Yamanoğlu, "Yahudilik ve Hristiyanlık dinlerini araştırdım ama ikisine de ısınamadım. Ben de İslam'ı araştırmaya başladım. İlk başta çok korkuyordum. Araştırmaya devam ettim, araştırdıkça İslam’a aşık oldum" dedi.
Yazar Julia Sena Yamanoğlu, 13. Kocaeli Kitap Fuarı’nda İslam’a yolculuk hikayesini "İki Dünya Arasında" adlı söyleşi ile okurlarına anlattı. 2000 yılında Polonya’nın Sczecin şehrinde ateist bir ailenin tek çocuğu olarak dünyaya gelen Julia Sena Yamanoğlu, İslam’ı seçmesiyle birlikte Türkiye’ye yerleşti. İslam’a yolculuk hikayesini paylaşan Yamanoğlu, "Polonya’da doğdum. 4 sene önce Türkiye’ye geldim. 13 yaşına kadar ailemle birlikteydik.
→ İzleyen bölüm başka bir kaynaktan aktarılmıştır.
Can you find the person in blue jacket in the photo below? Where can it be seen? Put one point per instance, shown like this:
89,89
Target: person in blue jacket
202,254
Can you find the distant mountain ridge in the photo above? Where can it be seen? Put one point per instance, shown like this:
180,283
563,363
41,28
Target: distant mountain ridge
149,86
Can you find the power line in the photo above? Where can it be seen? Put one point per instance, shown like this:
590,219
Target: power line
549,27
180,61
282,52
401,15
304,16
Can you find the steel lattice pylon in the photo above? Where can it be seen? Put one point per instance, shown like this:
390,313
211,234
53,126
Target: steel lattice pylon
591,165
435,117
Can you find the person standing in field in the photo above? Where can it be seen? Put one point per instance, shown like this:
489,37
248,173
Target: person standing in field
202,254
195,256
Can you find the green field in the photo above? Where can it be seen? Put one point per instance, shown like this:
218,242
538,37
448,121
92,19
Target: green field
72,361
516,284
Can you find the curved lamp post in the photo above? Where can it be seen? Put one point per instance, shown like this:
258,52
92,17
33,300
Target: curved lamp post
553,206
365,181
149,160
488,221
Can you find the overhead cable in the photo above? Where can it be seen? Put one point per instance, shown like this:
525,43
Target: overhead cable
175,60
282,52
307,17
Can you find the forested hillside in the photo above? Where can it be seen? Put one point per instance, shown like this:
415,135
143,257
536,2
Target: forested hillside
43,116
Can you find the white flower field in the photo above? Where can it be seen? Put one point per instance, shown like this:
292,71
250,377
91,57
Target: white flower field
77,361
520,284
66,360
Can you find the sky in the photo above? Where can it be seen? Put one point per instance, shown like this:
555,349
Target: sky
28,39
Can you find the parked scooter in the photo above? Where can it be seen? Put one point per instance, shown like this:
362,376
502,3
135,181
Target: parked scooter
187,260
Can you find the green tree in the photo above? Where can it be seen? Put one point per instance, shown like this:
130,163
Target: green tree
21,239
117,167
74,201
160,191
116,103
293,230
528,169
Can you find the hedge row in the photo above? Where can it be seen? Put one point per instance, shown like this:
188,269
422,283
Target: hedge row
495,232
Ailemden çok sevgi görmedim. Annem ve babam boşandığında tek kaldım. Çünkü annem yurt dışına gitti. Babam ise iş adamı olduğu için sık sık şehir dışına çıkıyordu. Çocukluğumda çok yalnız kaldım. Kimseyle arkadaşlık kuramadım. Her gece gökyüzünü izliyor, huzur buluyordum. Yahudilik ve Hristiyanlık dinlerini araştırdım ama ikisine de ısınamadım. Ben de İslam’ı araştırmaya başladım. İlk başta çok korkuyordum. Araştırmaya devam ettim, araştırdıkça İslam’a aşık oldum. Gökyüzünü izledim, o gece gökyüzü çok güzeldi. Sanki yıldızlar bağırıyordu, ‘Müslüman ol’ diye. 18 yaşıma kadar babama Müslüman olduğumu söyleyemedim. Bir gece haber izlerken babama Müslüman olduğumu söyledim. Kavga ettik ve ben de evden ayrıldım" dedi.
"Eşim kulağıma ezan okudu ve Sena ismini aldım"
Müslüman olduktan sonra "Meryem" ismini kullanmaya başladığını ifade eden Yamanoğlu, "Eşimle tanıştım. Eşim bana kulağıma ezan okunup okunmadığını sordu, bilmiyordum. Kulağıma ezan okudu ve Sena ismini aldım. O gün bugün Sena ismini kullanıyorum" dedi.
Julia Sena Yamanoğlu, "Avrupa’da İslam’a fobi arttı. Haberlerde görüyoruz. Saldırılar oluyor kıyafetlerden dolayı. Gençlerimiz ateist oluyor. Bir yerde ne kadar acı varsa onun nimeti daha fazladır. Elbet İslam ve Müslümanlık hak ettiği yeri bulacaktır" diye konuştu.